1.6.2 Places Where Selective Leaching Occurs:
- Plumbing Systems: In domestic and industrial plumbing systems made of brass or other susceptible alloys, particularly where water chemistry can accelerate dealloying.
- Boiler Systems: In boiler systems, where the differential temperature and flow of water can cause selective leaching of weaker elements in the alloy.
- Marine Environments: In marine environments for components exposed to seawater, where the chloride ions can induce dealloying in susceptible materials.
- Process Industries: In chemical and process industries using metal equipment and piping that may be subject to corrosion due to the aggressive nature of fluids or gases in the processes.
- Historical Artifacts: In archaeological artifacts made of bronze or other alloys, which may suffer selective leaching over long periods due to environmental exposure.
1.7 Erosion Corrosion
Erosion corrosion is a type of corrosion that occurs in metals when they are exposed to a fast-flowing liquid. This process combines the physical abrasive action of the fluid with a corrosive chemical action, resulting in the accelerated loss of material from the metal surface.

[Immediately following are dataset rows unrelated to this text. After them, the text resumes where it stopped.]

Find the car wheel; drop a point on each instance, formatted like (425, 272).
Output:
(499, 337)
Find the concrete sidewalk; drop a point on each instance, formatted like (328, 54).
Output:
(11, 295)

1.7.1 Mechanism of Erosion Corrosion:
- Initiation: Fast-moving fluids, especially if they contain abrasive particles, initiate the erosion by wearing away the protective oxide layer that forms naturally on metal surfaces.
- Acceleration: Once the protective layer is compromised, the underlying metal is exposed to the corrosive environment (which may contain oxygen, acids, salts, etc.), leading to an accelerated corrosion rate.
- Propagation: The wear due to the fluid’s abrasiveness continues to damage the metal, exposing new fresh metal surfaces to corrosive agents. The corrosion wastage appears as grooves, gullies, wave-like indentations, or rounded holes.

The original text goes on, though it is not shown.